Speaking of detail, it is difficult for me to express just how beautiful this edition is. Measuring about 12″x 9″, it certainly counts as a large book, but since the story itself is quite short, it’s not overly heavy, and the interior is just marvelously laid out. Each chapter (or “stave,” it’s a “carol,” remember) has its own small initial illustration, as well as a different small, seasonal image that appears at the top of every page. (You can see, above, that the first stave’s initial image is Marley’s face in the doorknocker, and the page-top illustration is a sprig of holly.) The typesetting is distinctive without being distracting; in fact, I find the font adds a small extra element to my enjoyment. The peachy gradient at the top of every page does make me smile indulgently now–the illustrations are copywritten 1990–but it’s certainly not unattractive.
It’s worth noting that these details are not all cheerful. One thing I love about these paintings is that they don’t overly whitewash the painful economic realities of the Victorian era. Many of the popular images associated with the Victorian age (particularly in America) come from the English upper class: tea parties and corsets and top hats and the fabulous onslaught of contraptions that heralded the Industrial Revolution. It’s easy to get caught up in the idea of Victorian England as a place of ease and plenty. By contrast, the Carol deals extensively with austerity. Cratchit and his family are barely getting by. Scrooge’s childhood poverty has made him into a greedy old man, who is so worried about money that he can’t even bring himself to enjoy the pleasures of wealth, let alone share them with others. And through the background rides a cavalcade of characters, many of them far from wealthy. Innocenti’s illustrations don’t whitewash these circumstances. There are ugly people in his images, and poor people, and people dressed in rags. The ice and snow are not always picturesque. But, like Dickens’ text, the illustrations do reflect light and joy even (sometimes especially) in the midst of poverty and hardship.

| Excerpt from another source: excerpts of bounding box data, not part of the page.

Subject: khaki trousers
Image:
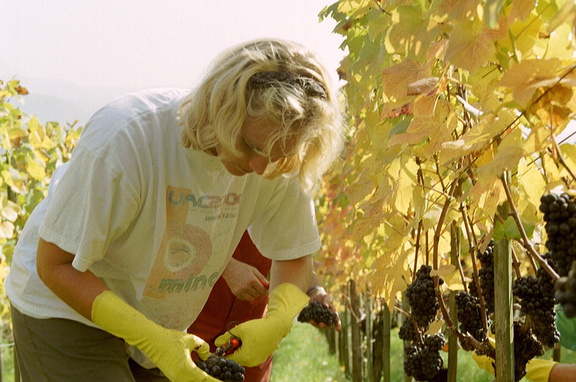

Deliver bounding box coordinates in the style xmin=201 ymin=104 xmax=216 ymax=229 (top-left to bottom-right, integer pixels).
xmin=11 ymin=306 xmax=169 ymax=382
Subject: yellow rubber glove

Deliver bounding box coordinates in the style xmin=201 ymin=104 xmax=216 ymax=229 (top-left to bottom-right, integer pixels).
xmin=472 ymin=338 xmax=556 ymax=382
xmin=91 ymin=291 xmax=218 ymax=382
xmin=215 ymin=283 xmax=310 ymax=367
xmin=470 ymin=351 xmax=494 ymax=375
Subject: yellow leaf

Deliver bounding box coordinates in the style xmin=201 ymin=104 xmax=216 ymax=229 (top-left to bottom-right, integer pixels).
xmin=517 ymin=158 xmax=546 ymax=223
xmin=548 ymin=1 xmax=576 ymax=34
xmin=430 ymin=264 xmax=456 ymax=279
xmin=26 ymin=160 xmax=46 ymax=180
xmin=531 ymin=85 xmax=576 ymax=126
xmin=425 ymin=320 xmax=444 ymax=335
xmin=510 ymin=0 xmax=536 ymax=20
xmin=422 ymin=205 xmax=442 ymax=230
xmin=382 ymin=59 xmax=420 ymax=100
xmin=385 ymin=5 xmax=436 ymax=58
xmin=440 ymin=0 xmax=478 ymax=20
xmin=2 ymin=170 xmax=14 ymax=187
xmin=478 ymin=129 xmax=526 ymax=184
xmin=560 ymin=143 xmax=576 ymax=176
xmin=468 ymin=180 xmax=506 ymax=218
xmin=484 ymin=0 xmax=504 ymax=29
xmin=546 ymin=24 xmax=574 ymax=60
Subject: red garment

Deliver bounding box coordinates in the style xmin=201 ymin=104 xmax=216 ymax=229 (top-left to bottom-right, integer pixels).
xmin=188 ymin=232 xmax=272 ymax=382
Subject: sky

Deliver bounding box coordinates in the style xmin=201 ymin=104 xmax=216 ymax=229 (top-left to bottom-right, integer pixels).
xmin=0 ymin=0 xmax=344 ymax=123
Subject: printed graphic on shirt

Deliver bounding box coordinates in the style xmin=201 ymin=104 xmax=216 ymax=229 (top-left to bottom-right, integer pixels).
xmin=144 ymin=187 xmax=240 ymax=298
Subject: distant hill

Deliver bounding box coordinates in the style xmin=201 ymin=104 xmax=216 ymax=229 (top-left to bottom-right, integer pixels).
xmin=7 ymin=78 xmax=138 ymax=126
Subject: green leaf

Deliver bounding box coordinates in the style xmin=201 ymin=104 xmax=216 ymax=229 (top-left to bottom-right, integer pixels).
xmin=484 ymin=0 xmax=505 ymax=29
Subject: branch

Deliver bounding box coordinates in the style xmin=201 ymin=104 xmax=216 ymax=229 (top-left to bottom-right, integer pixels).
xmin=500 ymin=176 xmax=560 ymax=281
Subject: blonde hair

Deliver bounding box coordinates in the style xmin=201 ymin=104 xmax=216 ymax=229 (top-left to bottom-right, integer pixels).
xmin=179 ymin=39 xmax=343 ymax=192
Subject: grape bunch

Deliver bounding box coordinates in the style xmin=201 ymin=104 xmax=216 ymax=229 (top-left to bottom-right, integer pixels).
xmin=195 ymin=354 xmax=245 ymax=382
xmin=456 ymin=291 xmax=486 ymax=344
xmin=514 ymin=321 xmax=544 ymax=382
xmin=298 ymin=301 xmax=338 ymax=326
xmin=512 ymin=262 xmax=560 ymax=347
xmin=406 ymin=264 xmax=444 ymax=328
xmin=478 ymin=240 xmax=494 ymax=314
xmin=540 ymin=193 xmax=576 ymax=276
xmin=404 ymin=333 xmax=446 ymax=381
xmin=556 ymin=262 xmax=576 ymax=318
xmin=398 ymin=317 xmax=418 ymax=342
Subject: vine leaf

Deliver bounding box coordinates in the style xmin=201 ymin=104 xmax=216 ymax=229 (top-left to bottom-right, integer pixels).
xmin=446 ymin=18 xmax=496 ymax=72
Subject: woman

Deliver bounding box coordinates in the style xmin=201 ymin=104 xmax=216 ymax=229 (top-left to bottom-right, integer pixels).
xmin=6 ymin=40 xmax=342 ymax=382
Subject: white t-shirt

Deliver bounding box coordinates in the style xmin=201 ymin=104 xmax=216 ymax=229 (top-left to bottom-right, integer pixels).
xmin=6 ymin=89 xmax=320 ymax=330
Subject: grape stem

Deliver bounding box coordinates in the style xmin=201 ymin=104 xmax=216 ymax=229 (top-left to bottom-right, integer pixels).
xmin=500 ymin=176 xmax=560 ymax=281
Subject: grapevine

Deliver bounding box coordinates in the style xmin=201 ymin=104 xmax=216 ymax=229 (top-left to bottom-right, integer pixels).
xmin=298 ymin=301 xmax=338 ymax=326
xmin=195 ymin=354 xmax=245 ymax=382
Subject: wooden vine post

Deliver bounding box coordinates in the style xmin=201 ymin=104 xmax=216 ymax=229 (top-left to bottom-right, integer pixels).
xmin=447 ymin=224 xmax=460 ymax=382
xmin=494 ymin=203 xmax=514 ymax=381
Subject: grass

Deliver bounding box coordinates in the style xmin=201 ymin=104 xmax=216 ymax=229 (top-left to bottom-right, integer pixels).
xmin=270 ymin=322 xmax=348 ymax=382
xmin=270 ymin=322 xmax=576 ymax=382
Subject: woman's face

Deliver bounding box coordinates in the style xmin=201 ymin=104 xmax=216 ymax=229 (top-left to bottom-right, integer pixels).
xmin=216 ymin=121 xmax=295 ymax=176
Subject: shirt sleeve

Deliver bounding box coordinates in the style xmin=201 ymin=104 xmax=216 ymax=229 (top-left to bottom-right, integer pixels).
xmin=39 ymin=131 xmax=138 ymax=271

I certainly wouldn’t suggest that this edition is the only way to read Dickens’ classic. (In fact, if you want to read it for free, here‘s the Project Gutenberg link!) And I am aware of a certain amount of inherent irony in using a book about generosity to suggest that you get something for yourself. Maybe get your copy from Indiebound (see link below) and support a local business! Or get it as a gift! However, if you are blessed with the resources to make a copy of this book your own, I highly recommend this edition for Innocenti’s gorgeous illustrations and Harcourt’s meticulous design.